İBB'deki terör soruşturması CHP ile DEVA'yı karşı karşıya getirdi

Son Güncelleme:

İstanbul Büyükşehir Belediyesindeki (İBB) terör soruşturması tartışması Ekrem İmamoğlu ve İçişleri Bakanı Süleyman Soylu arasında devam ederken konuya Cumhuriyet Halk Partisi (CHP) ile Demokrasi ve Atılım (DEVA) Partisi de dahil oldu. DEVA Partisi Genel Başkan Yardımcısı Mustafa Yeneroğlu, CHP'li Özgür Özel'in İçişleri Bakan Yardımcısı İsmail Çataklı'nın kardeşi hakkındaki sözlerine tepki gösterdi.

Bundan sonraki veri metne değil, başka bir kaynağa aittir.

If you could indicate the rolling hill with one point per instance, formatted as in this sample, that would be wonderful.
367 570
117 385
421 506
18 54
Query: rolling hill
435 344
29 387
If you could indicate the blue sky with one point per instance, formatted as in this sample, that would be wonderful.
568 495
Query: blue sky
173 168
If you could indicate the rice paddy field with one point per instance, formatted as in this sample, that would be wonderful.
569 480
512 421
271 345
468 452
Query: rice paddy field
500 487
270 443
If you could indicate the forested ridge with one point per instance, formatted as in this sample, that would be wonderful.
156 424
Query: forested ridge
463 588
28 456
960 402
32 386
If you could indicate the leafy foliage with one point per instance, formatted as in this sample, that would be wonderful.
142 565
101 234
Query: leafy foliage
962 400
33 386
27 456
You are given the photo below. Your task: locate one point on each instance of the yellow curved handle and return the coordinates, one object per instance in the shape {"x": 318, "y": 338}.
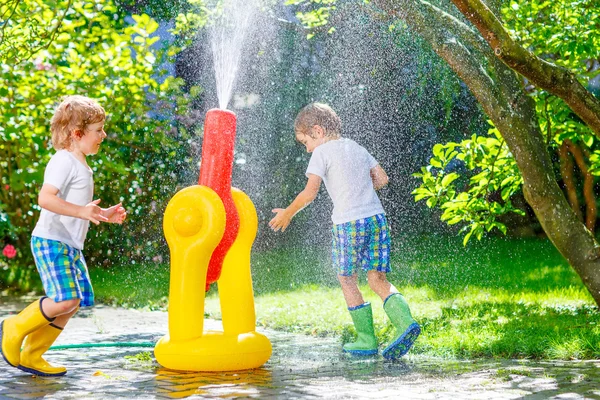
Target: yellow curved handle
{"x": 235, "y": 284}
{"x": 194, "y": 223}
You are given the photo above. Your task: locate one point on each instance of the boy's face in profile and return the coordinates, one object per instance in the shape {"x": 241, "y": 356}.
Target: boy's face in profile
{"x": 310, "y": 142}
{"x": 93, "y": 135}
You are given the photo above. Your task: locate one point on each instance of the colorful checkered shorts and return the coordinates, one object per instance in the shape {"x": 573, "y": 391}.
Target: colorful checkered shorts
{"x": 364, "y": 242}
{"x": 63, "y": 271}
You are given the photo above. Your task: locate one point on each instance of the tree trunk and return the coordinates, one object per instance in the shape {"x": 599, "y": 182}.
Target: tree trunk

Bir süredir İstanbul Büyükşehir Belediye (İBB) Başkanı Ekrem İmamoğlu ile İBB'deki terör soruşturması kapsamında karşı karşıya gelen İçişleri Bakanı Süleyman Soylu'nun yardımcısı İsmail Çataklı'nın kardeşi hakkında Özgür Özel tarafından çok çarpıcı bir iddia ortaya atılmıştı. Atılan bu iddia 6'lı masada DEVA ve CHP'yi karşı karşıya getirdi.

"LEGAL BİR BANKAYA PARA YATIRMASI TERÖR ÖRGÜTÜ ÜYESİ YAPMAZ"

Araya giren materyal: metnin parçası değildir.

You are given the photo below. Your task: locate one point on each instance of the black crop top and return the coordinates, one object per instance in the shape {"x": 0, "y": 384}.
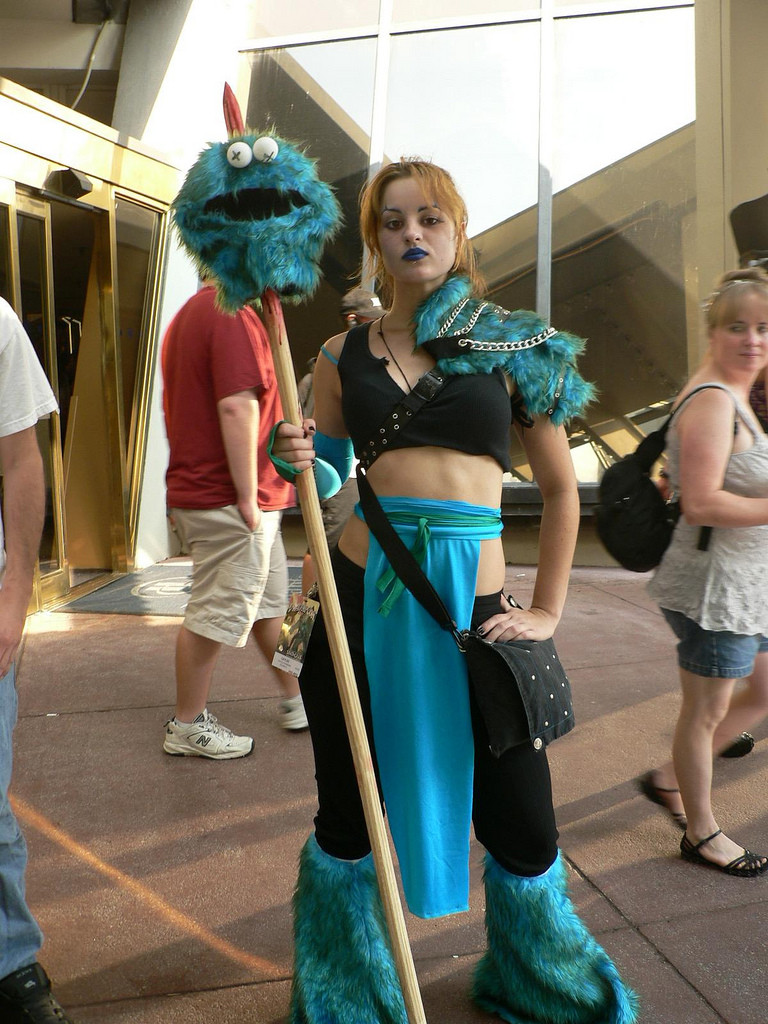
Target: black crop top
{"x": 470, "y": 414}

Özgür Özel'in Soylu'ya yönelik, "Senin bakan yardımcının yurt dışında firari FETÖ'cü kardeşi var mı yok mu?" sözlerine, DEVA Partisi Genel Başkan Yardımcısı Mustafa Yeneroğlu, "Legal bir bankaya para yatırmış olmak ne İçişleri Bakan Yardımcısının kardeşini terör örgütü üyesi yapar ne de benzer durumda olan sayısız insanı. Talep edilmesi gereken Sn. Çataklı'nın kardeşinin cezalandırılması değil, benzer durumdakilerin mağduriyetlerinin sonlandırılması" ifadelerini kullandı.

Yeneroğlu'nun yaptığı açıklamaların devamı şöyle:

"Herkesi kolayca terörist ilan eden İçişleri Bakanının da işine gelince bir hukuk devleti ilkesi olan 'ihbar suçun sabit olduğu manasına gelmesi hatırlaması da bildik çifte standart. Ülke maalesef öyle korkunç bir halde ki aynı durumda olan insanlar terör örgütü üyesi olarak cezaevinde yatabildiği gibi devletin en ileri makamlarında da oturabiliyor veya insanlar makamlarına göre bir hukuksuzluğu alkışlayıp diğerini koruyabiliyor.

HEM İKTİDARIN HEM DE MUHALEFETİN SORUMLULUĞU

Hukukun geçerli olmadığı ve dolayısıyla herkesi tehdit eden bu tabloyu değiştirmedikçe ülkede hiçbir şey düzelmez, sadece nöbetleşe zorbalık devam eder. Şart olan herkesin ötekinin hakkını da kendi hakkıymış bilinciyle savunması. Bu hem iktidarın hem de muhalefetin sorumluluğu."